Tiny plastic particles called microbeads have previously been used in the manufacturing of cosmetic products including toothpaste and face exfoliating creams.

London (CNN)The UK government outlawed the manufacture of products containing microbeads on Tuesday in what it says is one of the world's toughest bans on the tiny plastic particles.

The move comes amid a greater public awareness of the build-up of plastics in the world's oceans.
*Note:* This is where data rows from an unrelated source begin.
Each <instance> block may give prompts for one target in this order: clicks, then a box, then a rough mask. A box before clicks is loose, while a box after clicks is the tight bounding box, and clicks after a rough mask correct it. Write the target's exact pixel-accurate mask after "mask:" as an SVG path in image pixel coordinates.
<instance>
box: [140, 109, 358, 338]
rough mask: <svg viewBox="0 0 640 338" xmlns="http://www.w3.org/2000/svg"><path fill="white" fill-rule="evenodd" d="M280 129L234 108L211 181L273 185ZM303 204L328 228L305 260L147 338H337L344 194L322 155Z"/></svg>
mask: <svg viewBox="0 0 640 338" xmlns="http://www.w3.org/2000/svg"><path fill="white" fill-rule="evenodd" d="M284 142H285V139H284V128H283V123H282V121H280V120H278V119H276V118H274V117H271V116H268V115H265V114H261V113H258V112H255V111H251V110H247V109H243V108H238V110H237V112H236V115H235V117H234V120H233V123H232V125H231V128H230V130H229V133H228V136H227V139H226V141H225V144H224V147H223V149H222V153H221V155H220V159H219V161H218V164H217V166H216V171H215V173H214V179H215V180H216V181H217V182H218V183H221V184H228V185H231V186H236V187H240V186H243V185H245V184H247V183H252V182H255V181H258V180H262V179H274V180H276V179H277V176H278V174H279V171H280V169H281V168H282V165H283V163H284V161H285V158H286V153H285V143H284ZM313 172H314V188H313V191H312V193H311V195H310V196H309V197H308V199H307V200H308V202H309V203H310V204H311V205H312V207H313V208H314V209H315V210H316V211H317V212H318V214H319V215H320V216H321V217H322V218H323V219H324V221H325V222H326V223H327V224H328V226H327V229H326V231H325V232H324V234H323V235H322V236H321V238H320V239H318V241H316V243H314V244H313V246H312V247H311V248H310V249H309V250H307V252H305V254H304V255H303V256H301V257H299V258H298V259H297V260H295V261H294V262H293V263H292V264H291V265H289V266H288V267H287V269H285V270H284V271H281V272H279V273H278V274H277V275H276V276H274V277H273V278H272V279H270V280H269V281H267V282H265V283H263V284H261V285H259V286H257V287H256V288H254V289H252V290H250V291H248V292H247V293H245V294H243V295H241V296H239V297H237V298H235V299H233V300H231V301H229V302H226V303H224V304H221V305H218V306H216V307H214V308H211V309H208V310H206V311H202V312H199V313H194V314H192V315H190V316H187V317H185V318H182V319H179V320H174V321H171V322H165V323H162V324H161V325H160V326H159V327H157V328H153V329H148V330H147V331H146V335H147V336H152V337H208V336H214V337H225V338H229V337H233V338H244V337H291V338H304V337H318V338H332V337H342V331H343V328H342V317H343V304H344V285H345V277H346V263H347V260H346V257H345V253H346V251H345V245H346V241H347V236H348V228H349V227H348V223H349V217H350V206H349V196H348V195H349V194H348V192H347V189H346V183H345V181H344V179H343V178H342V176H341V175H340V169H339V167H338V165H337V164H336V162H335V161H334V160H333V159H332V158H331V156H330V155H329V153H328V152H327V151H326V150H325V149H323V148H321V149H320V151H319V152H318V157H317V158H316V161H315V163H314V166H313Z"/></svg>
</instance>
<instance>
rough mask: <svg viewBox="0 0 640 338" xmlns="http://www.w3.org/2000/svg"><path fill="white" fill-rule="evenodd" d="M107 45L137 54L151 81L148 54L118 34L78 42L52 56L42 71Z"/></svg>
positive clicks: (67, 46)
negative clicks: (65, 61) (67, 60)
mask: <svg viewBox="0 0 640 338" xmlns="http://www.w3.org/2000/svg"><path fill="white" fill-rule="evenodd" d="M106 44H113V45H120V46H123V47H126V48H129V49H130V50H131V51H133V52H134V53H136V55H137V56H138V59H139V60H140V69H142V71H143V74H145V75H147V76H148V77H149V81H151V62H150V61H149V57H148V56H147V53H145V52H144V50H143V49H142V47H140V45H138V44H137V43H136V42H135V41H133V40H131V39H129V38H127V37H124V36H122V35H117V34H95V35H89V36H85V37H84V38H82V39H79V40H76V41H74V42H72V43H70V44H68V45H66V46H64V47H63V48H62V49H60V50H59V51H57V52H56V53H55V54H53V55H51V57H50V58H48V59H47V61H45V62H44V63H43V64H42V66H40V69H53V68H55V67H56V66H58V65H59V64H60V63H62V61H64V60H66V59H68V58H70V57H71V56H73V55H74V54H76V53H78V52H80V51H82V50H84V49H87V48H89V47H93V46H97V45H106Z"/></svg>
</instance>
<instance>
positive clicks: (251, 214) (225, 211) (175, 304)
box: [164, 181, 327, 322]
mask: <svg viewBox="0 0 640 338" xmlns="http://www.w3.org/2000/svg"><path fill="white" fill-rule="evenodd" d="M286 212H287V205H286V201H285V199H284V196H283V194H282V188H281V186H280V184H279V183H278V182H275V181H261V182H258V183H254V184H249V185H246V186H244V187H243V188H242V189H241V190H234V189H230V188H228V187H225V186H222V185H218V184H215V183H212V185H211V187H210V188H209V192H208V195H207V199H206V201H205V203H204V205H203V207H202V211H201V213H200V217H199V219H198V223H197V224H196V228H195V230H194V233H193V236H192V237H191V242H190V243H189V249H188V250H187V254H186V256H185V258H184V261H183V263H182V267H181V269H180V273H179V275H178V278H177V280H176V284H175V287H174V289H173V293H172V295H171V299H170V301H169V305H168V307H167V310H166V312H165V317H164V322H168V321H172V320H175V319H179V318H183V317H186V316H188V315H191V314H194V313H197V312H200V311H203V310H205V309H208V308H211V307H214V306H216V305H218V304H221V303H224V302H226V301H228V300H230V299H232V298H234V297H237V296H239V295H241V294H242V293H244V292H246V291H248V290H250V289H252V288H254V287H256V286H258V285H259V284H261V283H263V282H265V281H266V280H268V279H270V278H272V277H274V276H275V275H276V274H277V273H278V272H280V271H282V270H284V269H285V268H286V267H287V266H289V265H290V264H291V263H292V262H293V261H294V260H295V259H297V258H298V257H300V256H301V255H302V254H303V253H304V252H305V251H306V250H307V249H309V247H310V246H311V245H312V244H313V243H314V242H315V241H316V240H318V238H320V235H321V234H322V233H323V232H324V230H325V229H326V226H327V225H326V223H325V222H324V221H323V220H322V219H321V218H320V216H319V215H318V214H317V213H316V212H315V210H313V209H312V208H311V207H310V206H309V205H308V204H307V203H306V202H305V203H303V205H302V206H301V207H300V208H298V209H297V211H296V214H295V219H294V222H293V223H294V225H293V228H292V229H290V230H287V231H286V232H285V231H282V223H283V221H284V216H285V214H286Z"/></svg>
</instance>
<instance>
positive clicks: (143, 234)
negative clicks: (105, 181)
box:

Microbeads, which are found in a number of cosmetic products, have prompted their own concerns because of their impact on marine life -- they can enter the food chain for fish and other sea creatures, exposing them to toxic chemicals that can in turn end up on our plates.
UK Environment Minister Thérèse Coffey called the "world-leading" ban an "important milestone" in a statement.
    "Microbeads are entirely unnecessary when there are so many natural alternatives available," Coffey added.
    A ban on the sale of products containing microbeads will take effect later this year.
    The US, Canada and New Zealand are among the countries that have banned the use of microbeads in products. Sweden, Austria, Luxembourg, the Netherlands and Belgium have issued a joint call to outlaw the tiny particles.
    The ban was recommended by the UK Parliament's Environmental Audit Committee, which recently called for a tax on plastic-lined coffee cups and a deposit return program for plastic bottles, and wants to force producers to take more responsibility for their packaging.
    "We are delighted that such a robust microbead ban has come into force," Sue Kinsey, senior pollution officer at the non-profit Marine Conservation Society, said in a statement.